Kompakt ist die Zukunft
Nach vielen Stationen in der Campingbranche machte sich der Designer Swen Dluzak als Händler selbstständig. Bald kam die eigene Marke Rocket Camper dazu. promobil führt Gespräch mit ihm ein Gespräch über heute und morgen und die Zukunft des Wohnmobils.
Herr Dluzak, ich habe mir letztens eine neue Gitarre gekauft, der Laden hat mir null Euro Nachlass oder irgendwas obendrauf gegeben. Verstehen Sie das?

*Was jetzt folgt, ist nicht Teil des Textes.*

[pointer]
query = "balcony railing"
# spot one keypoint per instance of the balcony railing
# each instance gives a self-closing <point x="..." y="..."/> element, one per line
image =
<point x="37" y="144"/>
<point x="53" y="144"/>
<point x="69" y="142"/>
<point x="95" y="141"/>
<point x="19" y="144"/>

Warum sollte er auch? Nachlässe bedeuten doch, dass ich vorher einkalkuliere, was ich offensichtlich nicht benötige. Das finde ich unaufrichtig dem Kunden gegenüber. Wer auf seinen fairen Lohn verzichtet, befindet sich in einer Notlage oder er setzt auf Massenware bei geringem Service. Beides ist nicht gut für die Kunden. Unsere Rockets sind Manufakturprodukte. Unser Ziel war es, hochwertige, robuste und funktionale Fahrzeuge zu kreieren, in denen man sich wohlfühlt. Die Akzeptanz eines höheren Preises ist Wertschätzung für unsere Arbeit. Klar, die Leute sehen, was für Preise bei anderen Herstellern möglich sind. Da drängen Firmen in Segmente ein, zu denen sie keinerlei Leidenschaft mitbringen, und das funktioniert dann nicht im Alltag, nur günstig bringt den Kunden auch nichts.
Sind die guten Verkaufszahlen von Kastenwagen ein Hype oder geht das weiter?
Der kompakte Camper ist die Zukunft. Die Kunden wollen agile und kompakte Fahrzeuge. Das ermöglicht die Nutzung des Fahrzeugs für Alltag und Freizeit. Kompakte Fahrzeuge sind ressourcenschonender. Sie wiegen weniger und haben einen deutlich besseren Luftwiderstand. Das hilft Kraftstoff zu sparen und reduziert den Schadstoffausstoß. Elektroantriebe benötigen schwere Batterien. Dieses Mehrgewicht muss an anderer Stelle eingespart werden. Der Camper der Zukunft muss nachhaltiger werden und in das ökologisch-soziale Bild passen. Dafür braucht es Lösungen.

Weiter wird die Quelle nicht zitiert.